В гуголевском парке мертво: старая бабка, вся обложенная подушками, под окном утопает в меху; снаружи в открытое окно на нее бросается мрак; навстречу ему из окна от лампы бросается сноп золотого света; полуосвещенные лапы дикого винограда протягивает в окно ветерок.
А где же Катя?…
Там, там Целебеево впереди: и Кате страшно; крадется Катя одна, бледна; и Катя еще похудела; будто серый, тоненький стебелек, опушенный белой паутинкой, в бледно-пепельном платье и с как зола волосами, завуаленная в бледную шаль, она бледно истаивает в сине-пепельной мути, тонет в море ночном; на поверхности того моря едва-едва удерживается ее худенькое лицо; она туда идет тайком от бабки, от гуголевской дворни, от Евсеича даже: ей навстречу шаги; в бледном блеске зарницы там, за кустом; ей навстречу – Евсеич; Катя прячется от него в кусты; значит, и старик, и старик… тайком туда тоже похаживать стал.

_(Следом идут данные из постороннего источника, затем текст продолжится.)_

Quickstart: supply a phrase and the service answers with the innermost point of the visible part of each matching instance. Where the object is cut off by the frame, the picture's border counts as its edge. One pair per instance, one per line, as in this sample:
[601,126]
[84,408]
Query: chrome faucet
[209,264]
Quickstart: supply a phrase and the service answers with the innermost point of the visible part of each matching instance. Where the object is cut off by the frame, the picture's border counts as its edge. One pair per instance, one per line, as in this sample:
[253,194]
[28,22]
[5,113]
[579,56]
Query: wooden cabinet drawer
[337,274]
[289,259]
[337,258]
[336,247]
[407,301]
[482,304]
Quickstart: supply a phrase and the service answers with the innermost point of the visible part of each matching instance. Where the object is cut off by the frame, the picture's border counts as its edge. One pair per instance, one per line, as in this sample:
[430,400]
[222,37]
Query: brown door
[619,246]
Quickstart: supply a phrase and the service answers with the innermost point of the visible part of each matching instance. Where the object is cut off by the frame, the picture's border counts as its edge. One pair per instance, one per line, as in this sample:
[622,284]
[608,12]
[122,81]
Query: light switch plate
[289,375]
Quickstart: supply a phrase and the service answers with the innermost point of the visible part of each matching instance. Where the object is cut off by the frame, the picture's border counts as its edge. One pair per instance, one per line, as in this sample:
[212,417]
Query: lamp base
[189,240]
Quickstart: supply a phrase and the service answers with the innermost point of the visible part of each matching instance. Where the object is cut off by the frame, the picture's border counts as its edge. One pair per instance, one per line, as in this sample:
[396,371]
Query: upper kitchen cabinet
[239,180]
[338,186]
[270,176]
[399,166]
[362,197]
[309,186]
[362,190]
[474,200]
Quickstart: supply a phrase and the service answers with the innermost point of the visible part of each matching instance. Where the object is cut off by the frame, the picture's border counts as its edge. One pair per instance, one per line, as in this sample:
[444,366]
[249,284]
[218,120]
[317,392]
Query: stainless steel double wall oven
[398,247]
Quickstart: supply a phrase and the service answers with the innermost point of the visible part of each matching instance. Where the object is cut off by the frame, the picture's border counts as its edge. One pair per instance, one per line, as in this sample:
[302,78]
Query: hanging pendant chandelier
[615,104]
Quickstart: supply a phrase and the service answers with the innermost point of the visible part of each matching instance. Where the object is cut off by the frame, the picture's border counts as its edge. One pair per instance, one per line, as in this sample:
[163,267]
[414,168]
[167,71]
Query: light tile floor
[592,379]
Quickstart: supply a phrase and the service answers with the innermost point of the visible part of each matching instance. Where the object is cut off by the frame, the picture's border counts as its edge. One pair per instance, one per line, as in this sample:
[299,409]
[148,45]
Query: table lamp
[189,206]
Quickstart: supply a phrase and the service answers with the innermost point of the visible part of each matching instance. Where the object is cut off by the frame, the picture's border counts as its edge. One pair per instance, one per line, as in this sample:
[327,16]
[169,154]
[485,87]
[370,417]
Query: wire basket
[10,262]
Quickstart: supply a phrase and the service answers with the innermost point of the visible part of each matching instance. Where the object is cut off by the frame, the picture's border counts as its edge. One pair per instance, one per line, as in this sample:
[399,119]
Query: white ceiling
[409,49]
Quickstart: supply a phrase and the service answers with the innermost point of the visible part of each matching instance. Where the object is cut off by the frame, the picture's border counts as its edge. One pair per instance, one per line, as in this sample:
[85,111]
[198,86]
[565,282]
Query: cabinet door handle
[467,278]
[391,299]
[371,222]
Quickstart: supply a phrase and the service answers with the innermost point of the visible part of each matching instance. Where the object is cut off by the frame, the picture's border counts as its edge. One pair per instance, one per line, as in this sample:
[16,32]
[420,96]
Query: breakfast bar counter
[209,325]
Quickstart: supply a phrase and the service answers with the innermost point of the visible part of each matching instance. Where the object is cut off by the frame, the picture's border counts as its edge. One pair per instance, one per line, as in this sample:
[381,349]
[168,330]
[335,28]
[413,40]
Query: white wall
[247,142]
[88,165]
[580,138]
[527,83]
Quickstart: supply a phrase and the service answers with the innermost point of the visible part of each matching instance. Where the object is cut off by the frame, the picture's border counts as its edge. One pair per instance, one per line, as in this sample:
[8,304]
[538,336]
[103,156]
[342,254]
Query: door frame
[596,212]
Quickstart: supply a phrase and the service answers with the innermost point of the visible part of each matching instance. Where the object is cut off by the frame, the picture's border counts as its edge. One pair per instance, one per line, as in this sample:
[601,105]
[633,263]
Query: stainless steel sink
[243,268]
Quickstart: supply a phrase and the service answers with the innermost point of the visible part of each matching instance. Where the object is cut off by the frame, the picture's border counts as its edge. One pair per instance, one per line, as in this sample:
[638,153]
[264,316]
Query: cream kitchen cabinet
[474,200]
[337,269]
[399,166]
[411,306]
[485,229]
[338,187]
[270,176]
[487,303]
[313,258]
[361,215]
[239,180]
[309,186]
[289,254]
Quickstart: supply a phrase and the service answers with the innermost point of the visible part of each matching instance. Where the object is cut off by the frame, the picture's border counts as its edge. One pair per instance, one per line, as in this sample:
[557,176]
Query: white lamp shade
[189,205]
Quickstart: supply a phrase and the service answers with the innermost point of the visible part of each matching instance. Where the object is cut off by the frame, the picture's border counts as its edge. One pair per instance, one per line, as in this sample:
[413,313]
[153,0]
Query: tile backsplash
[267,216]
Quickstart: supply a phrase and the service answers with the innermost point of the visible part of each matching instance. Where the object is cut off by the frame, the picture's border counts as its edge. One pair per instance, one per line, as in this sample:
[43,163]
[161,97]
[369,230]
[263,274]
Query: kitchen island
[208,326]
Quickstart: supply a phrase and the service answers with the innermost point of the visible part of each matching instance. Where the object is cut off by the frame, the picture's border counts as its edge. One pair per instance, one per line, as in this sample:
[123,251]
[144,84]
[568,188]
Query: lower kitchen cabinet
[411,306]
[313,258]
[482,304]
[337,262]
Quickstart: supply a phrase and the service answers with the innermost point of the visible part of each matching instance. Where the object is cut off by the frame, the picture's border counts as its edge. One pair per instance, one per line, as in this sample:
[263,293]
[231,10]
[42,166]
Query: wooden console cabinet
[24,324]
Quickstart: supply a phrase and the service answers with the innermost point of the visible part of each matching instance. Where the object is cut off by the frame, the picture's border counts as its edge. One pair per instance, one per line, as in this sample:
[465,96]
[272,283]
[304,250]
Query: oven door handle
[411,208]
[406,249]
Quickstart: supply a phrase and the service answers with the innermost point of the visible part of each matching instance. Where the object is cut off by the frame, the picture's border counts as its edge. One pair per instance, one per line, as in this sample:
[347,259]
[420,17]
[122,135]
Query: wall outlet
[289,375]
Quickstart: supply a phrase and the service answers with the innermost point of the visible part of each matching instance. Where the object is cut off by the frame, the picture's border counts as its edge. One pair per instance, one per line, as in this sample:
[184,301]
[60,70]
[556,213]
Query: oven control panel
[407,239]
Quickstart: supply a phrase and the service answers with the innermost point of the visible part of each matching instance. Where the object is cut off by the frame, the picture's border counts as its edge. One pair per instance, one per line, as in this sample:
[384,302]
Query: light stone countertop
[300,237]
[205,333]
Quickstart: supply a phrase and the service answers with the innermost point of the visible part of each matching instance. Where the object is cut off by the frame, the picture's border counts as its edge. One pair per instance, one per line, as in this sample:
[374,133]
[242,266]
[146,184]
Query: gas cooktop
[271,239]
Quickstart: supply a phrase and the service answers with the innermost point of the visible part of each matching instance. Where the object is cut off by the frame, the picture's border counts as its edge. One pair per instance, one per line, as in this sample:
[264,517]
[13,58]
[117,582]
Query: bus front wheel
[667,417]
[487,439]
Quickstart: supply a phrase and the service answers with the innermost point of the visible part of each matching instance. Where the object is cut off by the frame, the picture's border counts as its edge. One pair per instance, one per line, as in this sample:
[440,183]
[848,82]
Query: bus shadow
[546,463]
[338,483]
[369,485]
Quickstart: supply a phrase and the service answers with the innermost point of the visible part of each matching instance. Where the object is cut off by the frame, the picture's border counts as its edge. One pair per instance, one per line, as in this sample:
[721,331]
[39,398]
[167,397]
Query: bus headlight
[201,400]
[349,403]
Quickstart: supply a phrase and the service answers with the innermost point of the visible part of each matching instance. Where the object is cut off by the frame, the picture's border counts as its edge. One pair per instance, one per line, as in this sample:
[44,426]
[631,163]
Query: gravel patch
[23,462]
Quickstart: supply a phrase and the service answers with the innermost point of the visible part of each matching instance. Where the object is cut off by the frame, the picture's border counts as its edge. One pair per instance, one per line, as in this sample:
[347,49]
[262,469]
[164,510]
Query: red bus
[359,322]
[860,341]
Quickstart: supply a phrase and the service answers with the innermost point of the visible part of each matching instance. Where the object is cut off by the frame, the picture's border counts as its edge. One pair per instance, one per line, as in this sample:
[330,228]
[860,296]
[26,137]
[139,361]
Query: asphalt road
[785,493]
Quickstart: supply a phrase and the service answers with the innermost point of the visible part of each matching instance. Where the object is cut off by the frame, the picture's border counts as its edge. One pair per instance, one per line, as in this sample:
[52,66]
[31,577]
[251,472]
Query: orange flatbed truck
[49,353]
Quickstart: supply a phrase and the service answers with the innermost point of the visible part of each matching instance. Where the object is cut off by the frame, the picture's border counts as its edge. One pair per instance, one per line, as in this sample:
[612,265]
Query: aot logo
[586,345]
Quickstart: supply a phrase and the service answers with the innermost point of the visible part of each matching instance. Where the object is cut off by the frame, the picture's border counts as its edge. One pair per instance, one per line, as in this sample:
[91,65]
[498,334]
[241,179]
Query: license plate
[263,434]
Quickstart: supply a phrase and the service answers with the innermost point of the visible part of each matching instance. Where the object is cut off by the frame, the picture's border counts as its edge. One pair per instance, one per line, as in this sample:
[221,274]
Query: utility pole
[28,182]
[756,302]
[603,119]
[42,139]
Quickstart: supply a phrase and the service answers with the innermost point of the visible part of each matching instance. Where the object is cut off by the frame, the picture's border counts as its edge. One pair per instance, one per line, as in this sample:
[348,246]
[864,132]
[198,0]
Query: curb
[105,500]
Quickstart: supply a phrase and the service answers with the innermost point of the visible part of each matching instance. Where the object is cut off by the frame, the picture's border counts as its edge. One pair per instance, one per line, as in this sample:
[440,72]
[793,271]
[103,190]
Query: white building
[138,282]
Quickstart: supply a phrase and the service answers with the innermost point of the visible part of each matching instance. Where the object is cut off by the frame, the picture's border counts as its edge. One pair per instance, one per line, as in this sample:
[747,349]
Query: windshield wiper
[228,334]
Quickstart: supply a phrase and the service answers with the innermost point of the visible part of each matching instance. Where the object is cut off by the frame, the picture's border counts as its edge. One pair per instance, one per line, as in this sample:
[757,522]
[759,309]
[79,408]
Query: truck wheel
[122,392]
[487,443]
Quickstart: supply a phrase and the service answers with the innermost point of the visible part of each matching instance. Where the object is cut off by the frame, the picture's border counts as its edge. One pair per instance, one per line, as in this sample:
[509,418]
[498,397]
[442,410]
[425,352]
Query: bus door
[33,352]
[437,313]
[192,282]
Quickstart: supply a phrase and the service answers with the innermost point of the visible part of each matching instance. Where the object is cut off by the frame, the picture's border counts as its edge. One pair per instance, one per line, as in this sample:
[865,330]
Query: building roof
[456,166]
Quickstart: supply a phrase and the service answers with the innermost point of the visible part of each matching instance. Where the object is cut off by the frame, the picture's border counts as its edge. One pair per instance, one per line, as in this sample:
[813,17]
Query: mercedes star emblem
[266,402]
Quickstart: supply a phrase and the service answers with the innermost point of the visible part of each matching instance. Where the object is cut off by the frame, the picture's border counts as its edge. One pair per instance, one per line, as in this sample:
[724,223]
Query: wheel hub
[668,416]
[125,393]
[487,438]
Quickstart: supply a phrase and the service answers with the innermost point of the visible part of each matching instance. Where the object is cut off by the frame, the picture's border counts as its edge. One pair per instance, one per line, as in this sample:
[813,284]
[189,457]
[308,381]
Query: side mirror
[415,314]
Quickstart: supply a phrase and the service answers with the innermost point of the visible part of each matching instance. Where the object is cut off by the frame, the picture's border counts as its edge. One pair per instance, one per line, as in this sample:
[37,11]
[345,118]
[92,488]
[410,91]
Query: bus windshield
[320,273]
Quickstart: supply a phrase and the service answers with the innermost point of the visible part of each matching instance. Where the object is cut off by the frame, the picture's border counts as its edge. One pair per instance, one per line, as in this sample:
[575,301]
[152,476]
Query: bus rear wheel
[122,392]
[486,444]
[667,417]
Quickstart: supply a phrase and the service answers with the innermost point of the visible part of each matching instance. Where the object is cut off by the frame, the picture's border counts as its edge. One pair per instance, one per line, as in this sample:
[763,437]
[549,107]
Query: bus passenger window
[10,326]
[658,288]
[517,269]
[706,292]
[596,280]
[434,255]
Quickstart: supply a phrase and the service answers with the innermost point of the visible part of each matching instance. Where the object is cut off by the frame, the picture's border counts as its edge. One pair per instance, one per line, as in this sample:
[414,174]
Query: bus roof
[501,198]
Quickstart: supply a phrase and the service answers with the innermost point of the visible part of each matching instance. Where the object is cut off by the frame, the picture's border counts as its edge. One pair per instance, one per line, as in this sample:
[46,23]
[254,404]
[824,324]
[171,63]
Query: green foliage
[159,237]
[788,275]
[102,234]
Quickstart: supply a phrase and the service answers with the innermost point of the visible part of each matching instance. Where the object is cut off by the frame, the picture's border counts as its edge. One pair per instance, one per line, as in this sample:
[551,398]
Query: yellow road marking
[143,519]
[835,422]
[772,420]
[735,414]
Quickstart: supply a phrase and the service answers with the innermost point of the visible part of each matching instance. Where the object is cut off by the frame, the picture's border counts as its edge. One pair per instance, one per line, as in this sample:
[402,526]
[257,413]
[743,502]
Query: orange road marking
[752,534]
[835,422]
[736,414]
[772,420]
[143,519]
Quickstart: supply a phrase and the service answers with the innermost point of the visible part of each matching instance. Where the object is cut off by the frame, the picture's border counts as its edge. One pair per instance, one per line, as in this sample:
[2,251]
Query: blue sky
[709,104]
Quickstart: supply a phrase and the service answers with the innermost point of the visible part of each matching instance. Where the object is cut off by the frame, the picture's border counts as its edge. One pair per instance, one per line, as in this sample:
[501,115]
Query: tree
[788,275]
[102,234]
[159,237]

Старик далеко у нее за спиной; в бледном блеске зарницы еще раз мелькнула ей лакейская серая спина, как она обернулась:
– Евсеич, Евсеич! – зовет в темноту перепуганная девчонка, но Евсеич не слышит; смотрит вслед ему Катя… и плачет.
Ее глаза – точно кусочки ночной синевы, дозирающей на Катю из черного, вокруг обступившего, кружева листов: останавливается Катя… и плачет.
Разорение бабки, пощечина, глупая пропажа бриллиантов, страшное Петра исчезновенье, толки об
Шмидт ей расскажет все: он ей отыщет Петра.
И уже вон – избы; точно присели они в черные пятна кустов, разбросались, – и оттуда злобно на нее моргают глазами, полными жестокости и огня; точно недругов стая теперь залегла в кустах огневыми пятнами, косяками домов, путаницей теней и оттуда подъемлют скворечников черные пальца, – все это теперь уставилось в лес, все это выследило Катю на лесной опушке и только что ей открылось; а сперва из темного леса выступала лишь путаница огней; и пока подходила к селу глупая девочка, тяжковесная белая колокольня от нее прошла вправо, тонко пискнув проснувшимся на мгновенье стрижом.
Легкие туфли промокли в бурьяне, платьице обливают травы водой, и дрожь гуляет между плечами; заблудилась Катя, забрела к пологому логу; глядь, – и в кусте из лога встала избенка, курит в нее падающим из трубы дымком и поблескивает огонечком; света кровавый плат упадает в траву из окна; а поверх упал черный оконный крест на световое пятно; и все вместе вытягивается на кусты, где стоит Катя; ей чуть-чуть жутко и нехорошей веселостью весело в красноватом том видеть освещеньи легко-трепетный росы бриллиант на листах и на тонких стеблях; вдруг просто ей стало страшно: лицо картузника закровавилось под окном; в окошко уставлена его борода, красный нос: туда же уставлены глазки: а кому это под окном закачался кровавоосвещенный кулак? И втихомолку она от места того – прочь, прочь: как бы найти ей Шмидтину дачу?